Dunque gli era davvero difficile violarle. Però ogni tanto capitava lo
stesso, allora lui mandava Previti dal giudice con una busta o un
bonifico estero su estero, e il processo finiva lì. Poi purtroppo Craxi
& C. si fecero beccare, i giudici corrotti finirono dentro e quelli
corruttibili iniziarono a scarseggiare.

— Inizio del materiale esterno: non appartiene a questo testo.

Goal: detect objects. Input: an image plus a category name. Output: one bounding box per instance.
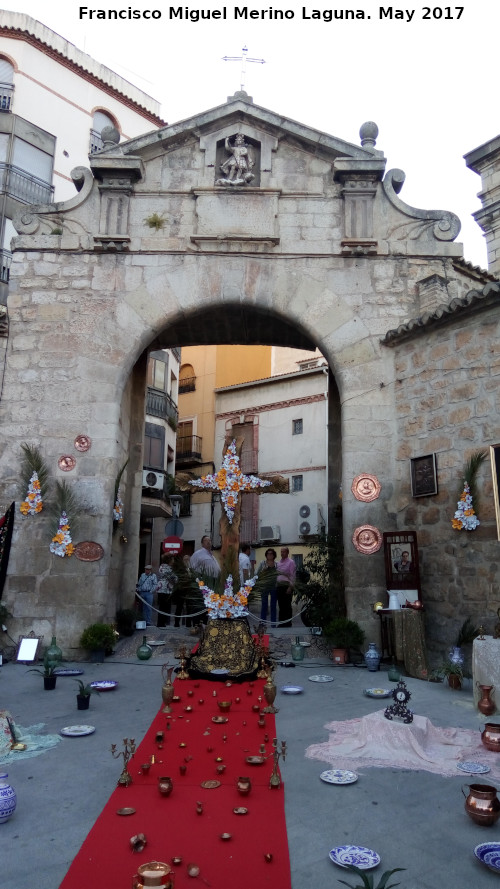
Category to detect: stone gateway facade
[0,93,500,651]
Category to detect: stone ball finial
[359,120,378,148]
[101,127,120,148]
[227,90,253,105]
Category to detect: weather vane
[222,46,266,90]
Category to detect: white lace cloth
[306,710,500,778]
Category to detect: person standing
[257,549,277,627]
[156,556,177,627]
[276,546,297,627]
[189,534,220,577]
[135,565,158,627]
[238,543,252,589]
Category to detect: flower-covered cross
[451,482,481,531]
[189,439,271,524]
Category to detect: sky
[5,0,500,268]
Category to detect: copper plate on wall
[57,454,76,472]
[74,435,92,453]
[352,525,382,555]
[75,540,104,562]
[351,472,381,503]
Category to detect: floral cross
[189,439,271,524]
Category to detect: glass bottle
[136,636,153,661]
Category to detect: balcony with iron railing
[175,435,203,467]
[146,386,179,428]
[0,83,14,111]
[179,377,196,395]
[0,163,54,204]
[0,250,12,284]
[89,130,104,154]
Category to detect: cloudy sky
[5,0,500,268]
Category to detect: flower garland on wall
[49,482,78,558]
[451,451,486,531]
[19,442,49,516]
[189,439,271,524]
[49,512,75,557]
[197,574,257,618]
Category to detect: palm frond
[21,442,50,499]
[50,481,80,533]
[115,457,130,503]
[463,451,487,513]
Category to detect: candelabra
[269,738,286,788]
[111,738,135,787]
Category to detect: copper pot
[462,784,500,827]
[481,722,500,753]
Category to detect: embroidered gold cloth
[189,617,258,677]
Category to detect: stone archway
[0,94,480,643]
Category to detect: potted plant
[74,679,100,710]
[80,623,115,663]
[339,864,406,889]
[26,663,58,691]
[434,658,465,689]
[323,617,365,664]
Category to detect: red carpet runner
[60,679,291,889]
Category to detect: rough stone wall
[388,309,500,657]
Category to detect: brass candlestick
[111,738,135,787]
[177,645,189,679]
[269,738,286,788]
[161,664,174,713]
[262,670,279,713]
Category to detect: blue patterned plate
[474,843,500,874]
[319,769,358,784]
[457,760,491,775]
[330,843,380,870]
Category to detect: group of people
[136,534,296,627]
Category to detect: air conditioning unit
[299,503,325,537]
[260,525,281,543]
[142,469,165,491]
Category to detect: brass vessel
[462,784,500,827]
[481,722,500,753]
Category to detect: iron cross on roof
[222,46,266,90]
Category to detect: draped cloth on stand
[306,710,500,778]
[60,680,291,889]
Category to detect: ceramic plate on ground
[54,668,83,676]
[309,674,333,682]
[330,844,380,870]
[457,760,491,775]
[474,843,500,874]
[60,725,95,738]
[90,679,118,691]
[319,769,358,784]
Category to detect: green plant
[323,617,365,648]
[144,213,165,232]
[339,864,406,889]
[80,624,115,651]
[73,679,100,698]
[295,530,346,627]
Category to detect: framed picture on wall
[410,454,437,497]
[384,531,420,605]
[490,444,500,540]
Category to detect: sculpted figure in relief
[215,133,255,185]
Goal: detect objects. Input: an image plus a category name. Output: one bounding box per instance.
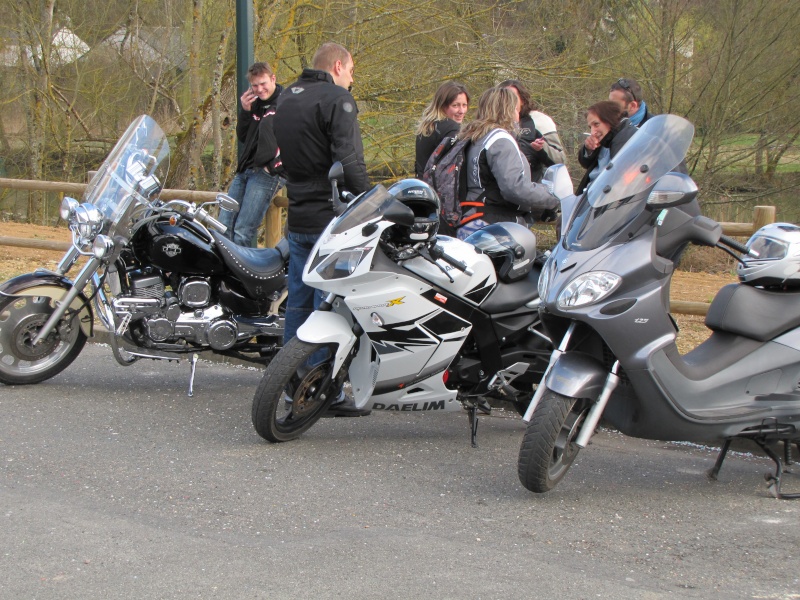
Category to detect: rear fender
[545,352,608,401]
[297,310,357,377]
[0,271,94,337]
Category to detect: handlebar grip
[431,245,475,275]
[719,235,758,258]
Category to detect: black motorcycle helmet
[388,179,441,244]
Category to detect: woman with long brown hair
[414,81,469,179]
[458,87,558,239]
[576,100,636,194]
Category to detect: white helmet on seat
[736,223,800,287]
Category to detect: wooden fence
[0,178,776,315]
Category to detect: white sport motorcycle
[252,164,552,446]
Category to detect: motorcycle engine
[178,277,211,308]
[116,274,239,350]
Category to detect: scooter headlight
[316,246,372,279]
[558,271,622,310]
[74,202,103,241]
[59,196,80,222]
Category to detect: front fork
[522,321,620,448]
[33,254,102,345]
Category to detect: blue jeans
[283,231,326,344]
[219,168,281,247]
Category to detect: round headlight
[75,202,103,240]
[92,235,114,258]
[59,196,80,221]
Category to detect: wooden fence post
[753,206,776,232]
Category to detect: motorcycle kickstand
[708,438,731,481]
[189,352,197,398]
[467,406,478,448]
[753,440,800,500]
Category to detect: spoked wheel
[252,337,334,442]
[0,296,86,385]
[517,390,589,493]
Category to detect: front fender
[545,352,608,401]
[0,270,94,337]
[297,310,357,376]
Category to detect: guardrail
[0,178,776,316]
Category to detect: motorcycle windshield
[564,115,694,251]
[331,185,395,233]
[83,115,169,229]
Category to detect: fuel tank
[133,218,226,275]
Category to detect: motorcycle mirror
[328,160,344,183]
[328,160,347,217]
[647,172,697,209]
[217,193,239,212]
[542,165,575,200]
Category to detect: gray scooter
[518,115,800,498]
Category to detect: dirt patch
[0,222,736,353]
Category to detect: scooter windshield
[84,115,169,230]
[564,115,694,251]
[331,185,395,233]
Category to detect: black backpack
[422,137,470,233]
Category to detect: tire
[517,390,589,493]
[0,296,86,385]
[252,337,333,443]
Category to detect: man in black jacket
[274,42,369,416]
[220,62,283,246]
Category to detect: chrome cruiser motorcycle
[252,165,551,445]
[0,115,288,394]
[518,115,800,498]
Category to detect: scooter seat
[211,231,288,300]
[481,266,541,315]
[706,283,800,342]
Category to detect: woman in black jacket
[576,100,636,194]
[414,81,469,179]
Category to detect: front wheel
[0,296,86,385]
[517,384,589,493]
[252,337,336,442]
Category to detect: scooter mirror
[542,165,575,200]
[328,160,344,183]
[217,194,239,212]
[647,173,697,208]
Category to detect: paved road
[0,345,800,600]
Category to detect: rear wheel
[252,337,334,442]
[517,390,589,493]
[0,296,86,385]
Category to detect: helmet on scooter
[464,222,536,283]
[737,223,800,287]
[387,179,441,244]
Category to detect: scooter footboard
[545,352,608,401]
[297,310,357,376]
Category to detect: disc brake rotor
[11,313,59,360]
[291,363,327,417]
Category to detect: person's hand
[583,135,600,154]
[239,88,258,111]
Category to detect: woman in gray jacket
[458,88,558,239]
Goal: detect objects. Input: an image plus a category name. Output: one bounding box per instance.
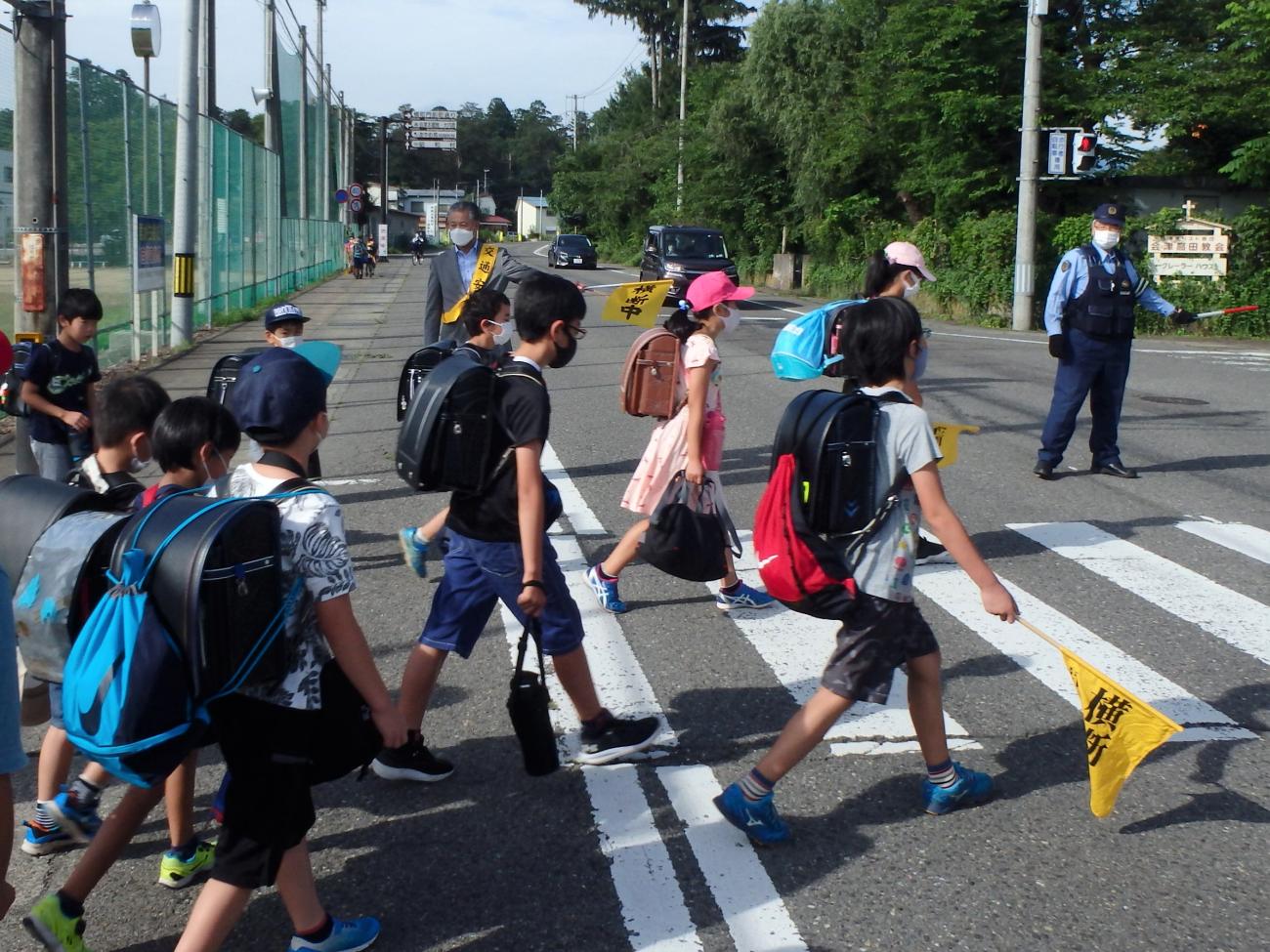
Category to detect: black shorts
[821,593,940,705]
[212,694,317,889]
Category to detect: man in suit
[1033,202,1197,479]
[423,202,556,346]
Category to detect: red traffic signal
[1072,132,1099,173]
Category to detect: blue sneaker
[714,783,790,847]
[922,765,995,816]
[715,583,776,612]
[398,525,428,579]
[587,565,626,614]
[47,790,102,843]
[21,820,75,855]
[288,917,380,952]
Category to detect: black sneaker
[576,718,661,766]
[371,733,454,783]
[917,536,948,565]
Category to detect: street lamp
[132,0,162,215]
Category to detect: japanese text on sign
[600,280,673,327]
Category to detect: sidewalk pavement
[0,255,428,481]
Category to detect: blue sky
[66,0,643,115]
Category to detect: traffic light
[1072,131,1099,173]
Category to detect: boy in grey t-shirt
[714,297,1019,843]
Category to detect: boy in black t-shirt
[21,288,102,482]
[67,375,172,512]
[372,274,661,781]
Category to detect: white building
[516,195,560,238]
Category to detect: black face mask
[547,331,578,371]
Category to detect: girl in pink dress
[587,271,774,614]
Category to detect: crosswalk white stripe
[656,766,807,952]
[1006,521,1270,664]
[913,565,1257,741]
[710,532,979,753]
[1177,519,1270,565]
[1006,521,1270,664]
[581,765,702,952]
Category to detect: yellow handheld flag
[600,280,673,327]
[441,241,498,324]
[1019,618,1181,816]
[931,423,979,470]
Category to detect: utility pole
[13,0,68,474]
[674,0,689,210]
[300,25,310,219]
[1013,0,1049,330]
[172,0,201,347]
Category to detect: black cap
[1093,202,1124,228]
[230,347,326,445]
[264,304,309,330]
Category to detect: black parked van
[639,225,740,306]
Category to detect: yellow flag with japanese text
[1063,648,1181,816]
[600,280,673,327]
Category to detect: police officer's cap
[1093,202,1124,228]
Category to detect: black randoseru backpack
[398,340,458,420]
[397,360,500,492]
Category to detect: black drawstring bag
[639,470,741,581]
[507,622,560,777]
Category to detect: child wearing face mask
[398,288,513,579]
[587,271,774,614]
[24,396,241,948]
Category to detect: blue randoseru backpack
[771,300,860,380]
[63,481,321,787]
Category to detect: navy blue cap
[230,347,326,445]
[264,304,309,330]
[1093,202,1124,228]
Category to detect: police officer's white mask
[1093,228,1121,251]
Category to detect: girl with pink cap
[587,271,774,614]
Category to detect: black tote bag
[639,470,741,581]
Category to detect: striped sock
[926,761,956,787]
[35,800,60,833]
[737,768,776,801]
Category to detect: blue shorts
[0,568,26,776]
[419,529,583,657]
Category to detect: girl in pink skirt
[587,271,774,614]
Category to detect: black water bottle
[507,627,560,777]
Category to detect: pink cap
[883,241,935,280]
[683,271,754,311]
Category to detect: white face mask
[1093,228,1121,251]
[489,321,512,347]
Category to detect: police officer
[1033,203,1197,479]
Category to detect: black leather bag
[639,470,741,581]
[507,626,560,777]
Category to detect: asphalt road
[0,246,1270,952]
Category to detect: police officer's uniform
[1033,204,1194,478]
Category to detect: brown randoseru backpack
[621,327,683,420]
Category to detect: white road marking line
[1006,521,1270,664]
[656,766,807,952]
[710,532,979,754]
[1177,519,1270,565]
[913,565,1257,741]
[581,765,702,952]
[542,443,609,536]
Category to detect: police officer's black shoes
[1089,460,1138,479]
[1033,462,1058,479]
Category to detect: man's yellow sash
[441,242,498,324]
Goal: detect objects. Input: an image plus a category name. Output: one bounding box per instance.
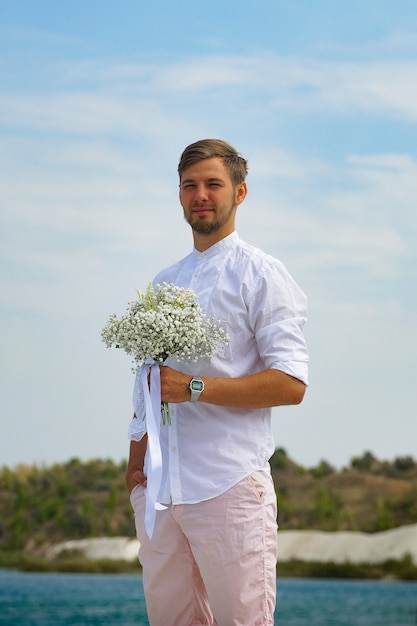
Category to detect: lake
[0,570,417,626]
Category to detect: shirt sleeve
[250,261,308,385]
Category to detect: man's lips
[191,206,213,215]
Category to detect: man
[126,140,308,626]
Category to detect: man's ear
[235,182,248,205]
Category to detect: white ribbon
[138,361,166,539]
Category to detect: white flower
[101,283,228,368]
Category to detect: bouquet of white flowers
[101,283,228,537]
[101,283,228,423]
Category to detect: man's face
[180,157,246,240]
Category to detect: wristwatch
[190,378,204,402]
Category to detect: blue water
[0,570,417,626]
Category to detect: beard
[184,204,235,235]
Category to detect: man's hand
[159,365,192,403]
[125,467,147,493]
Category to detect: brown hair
[178,139,248,187]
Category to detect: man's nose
[194,185,208,202]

Non gli restava che scendere in
campo per farsi le leggi da solo. “Se non entro in politica finisco in
galera e fallisco per debiti”, confidò a Biagi e Montanelli. E fu di
parola. In galera non ci finì grazie a una raffica di leggi à la carte. E
per debiti fece fallire tutti gl’italiani tranne uno: lui.
Ora c’è un contrattempo: non ha più la maggioranza per nuove leggi ad Nanum. Potrebbe chiedere ai diversamente concordi del Pd, sempre così disponibili, ma anche quelli hanno un guaio: se ci riprovano, Grillo se li mangia. Però non c’è problema: le leggi, non potendole più fare, si possono sempre inventare. Basta andare in tv da mane a sera, ripetere cento volte che la tal norma esiste o non esiste, e quella compare o scompare a dispetto della Gazzetta ufficiale, del Codice penale, del Codice di procedura, della Costituzione.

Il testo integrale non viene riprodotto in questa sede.